L’invenzione di San Francesco a Natale: il presepio
Oramai mancavano appena dieci giorni a Natale, il freddo era cattivo, il vento tagliava la pelle e le capanne di frasche, lassù al romitorio dove erano accampati, facevano pena. Francesco aveva trovato una grotta, abbastanza protetta, voltata a mezzogiorno quasi sopra un dirupo: era tranquilla, perfino tiepida. E lì si accesero la sua preghiera e un nuovo desiderio: celebrare il Natale come se fosse stato a Betlemme, proprio in quella grotta. Chiamò i tre frati e li mandò in paese, poco più in là, da un certo Giovanni Vellita, il padrone del monte dove c’era il romitorio; gran amico di Francesco, persona autorevole e gran buon cristiano. Giovanni venne e Francesco, con una gioia che gli traspariva dagli occhi, gli chiese il favore di preparare per la notte di Natale, proprio in quella grotta, il fieno, un bue, un asino; la pietra per la messa c’era, bastava quella sulla quale Francesco aveva riposato; e poi lo invitò a chiamare gente, tanta gente, per quella notte. Al resto avrebbe pensato lui, Francesco.

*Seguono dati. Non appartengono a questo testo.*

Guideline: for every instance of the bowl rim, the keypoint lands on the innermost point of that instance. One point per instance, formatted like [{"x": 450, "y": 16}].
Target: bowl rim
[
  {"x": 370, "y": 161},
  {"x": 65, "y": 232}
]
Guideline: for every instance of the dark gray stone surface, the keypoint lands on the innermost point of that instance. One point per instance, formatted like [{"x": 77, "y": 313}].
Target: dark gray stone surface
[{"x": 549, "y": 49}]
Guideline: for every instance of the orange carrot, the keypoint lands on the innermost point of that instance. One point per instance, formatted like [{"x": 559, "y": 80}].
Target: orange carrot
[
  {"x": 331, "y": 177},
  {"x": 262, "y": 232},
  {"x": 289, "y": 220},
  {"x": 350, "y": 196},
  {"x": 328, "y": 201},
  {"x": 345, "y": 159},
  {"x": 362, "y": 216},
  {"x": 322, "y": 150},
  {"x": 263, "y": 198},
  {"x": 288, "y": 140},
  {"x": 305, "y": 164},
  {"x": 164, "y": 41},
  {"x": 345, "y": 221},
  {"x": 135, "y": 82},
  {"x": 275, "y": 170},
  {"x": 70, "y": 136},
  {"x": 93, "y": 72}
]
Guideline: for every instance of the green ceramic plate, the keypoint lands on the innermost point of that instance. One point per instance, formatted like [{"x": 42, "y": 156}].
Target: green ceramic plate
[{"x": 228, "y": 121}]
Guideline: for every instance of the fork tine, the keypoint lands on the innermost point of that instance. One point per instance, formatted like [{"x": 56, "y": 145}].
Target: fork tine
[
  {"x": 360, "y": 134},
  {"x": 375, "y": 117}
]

Il centro era ed è un Bambino
I tre frati rimasero su al romitorio quella notte. Più tardi, con tutti gli altri frati, verso mezzanotte, i tre compagni presero una torcia, si infagottarono, uscirono in silenzio dalla capanna e furono presi da un nodo alla gola. Anzi, furono costretti ad asciugarsi le lacrime. Dal paese veniva gente, a gruppi, poi si univa e piano piano si faceva come torrente, un torrente di torce, di canti. E con loro tutti i frati, che dal romitorio facevano come un altro torrente di torce e di canti. Due torrenti diretti alla grotta. Era tutto preparato: la greppia, il bue, l’asino, le pecore, la paglia e tutta quella gente. Sembrava giorno pieno. Sulla pietra c’era l’occorrente per la messa. Tutto cominciò un modo solenne. Celebrante il parroco di Greccio; diacono Francesco: suddiacono un giovane frate.
Francesco era radioso
Francesco era radioso. Cantò il Vangelo e poi si fece un poco avanti, all’imboccatura della grotta; fuori era tutto luminoso. E ci fu subito un preziosissimo silenzio. Francesco cominciò forte a predicare. Sembrava un fiume di dolcezza: gli occhi scintillavano, le mani danzavano, la voce era chiara e melodiosa. Parlava di Lui, della povertà di Cristo, e le sue mani lo avvolgevano; parlava del re povero, e le sue mani dicevano stupore; parlava del Bambino nato nella grotta, e le sue mani dicevano dolcezza; parlava della Madre poverella, e le sue mani sembravano voler raccogliere stracci; parlava di quell’amore, di quanto Cristo ci aveva amati e le sue mani tremavano come incredule.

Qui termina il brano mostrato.